We should also note he speaks of “by his wisdom he cuts Rahab to pieces.” Rahab
in this passage is to be understood again as kind of a chaos_____?(8:38.5),sea
dragon type figure, but really metaphorical for the storms and the powers of the
sea. God can control all of these things.

He basically is making a sudden and I guess we would say, unexpected statement about the power of God. We will have to come back and try to ask, why does he do this? Or to deal with the view of some scholars, is this actually a section that has been misplaced and should be put in the mouth of Bildad?

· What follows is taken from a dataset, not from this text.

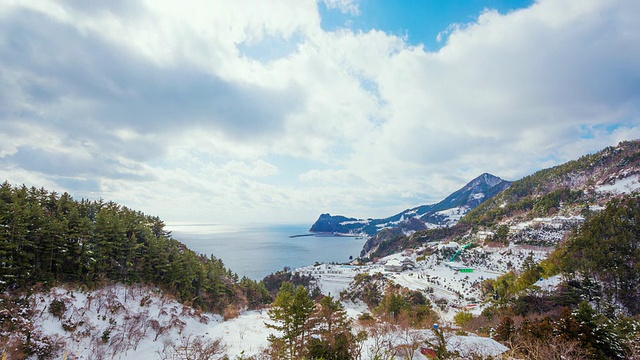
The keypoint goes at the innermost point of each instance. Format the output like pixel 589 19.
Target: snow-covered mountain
pixel 445 213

III. Job Refuses to Make a Hollow Confession of Sin

Job refuses to make a hollow confession of sin, 27:1-6: “Job continued his discourse: As surely as God lives, who has denied me justice, the Almighty, who
has made my life bitter, as long as I have life within me, the breath of God in my nostrils, my lips will not say anything wicked and my tongue will not utter lies. I will never admit you are in the right; till I die, I will not deny my integrity. I will maintain my innocence and never let go of it. My conscience will not reproach me as long as I live.”

Once again, we read this and we think, “Wow! What an arrogant man!” But that is not the point in this book. We have to keep going back to the premise of the book, the very first verse of Job: “There was a man who was righteous, who feared God, who turned away from evil.” This is who he really is. For Job to
pretend that he had committed some sin that was the reason he had all of these terrible things happen to him, some sin that caused God to punish him; if Job were to pretend that was the case, he would be lying. So Job says flat out, “It would be a lie. My tongue will not utter lies by making a hollow, meaningless confession of sin.”

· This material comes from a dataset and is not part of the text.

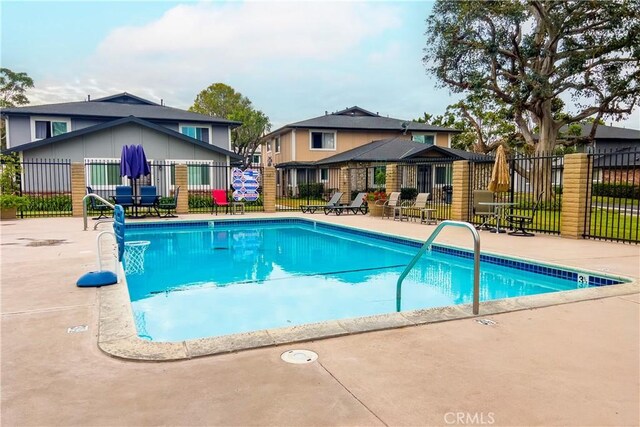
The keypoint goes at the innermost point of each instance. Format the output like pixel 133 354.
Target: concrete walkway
pixel 573 364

When you read these verses, do not read it thinking in terms of how we normally understand people, and rightly understand people. If I were to stand before you and say, “I am a righteous man, I never sin, I have achieved complete perfection before God” you would rightly say, “He is full of himself and he is a liar.” That is not true with Job. We need to see that that is of the essence of the book.

IV. Job Declares that God Will Oppose His Enemies

In verses 7-12 he says that God will oppose his enemies. “May my enemy be like the wicked, my adversary like the unjust! For what hope have the godless when they are cut off, when God takes away their life? Does God listen to their cries when distress comes upon them? Will they find delight in the Almighty when they call on God at all times? I will teach you about the power of God; the ways of the almighty I will not conceal. You have all seen this yourselves. Why then the meaningless talk?”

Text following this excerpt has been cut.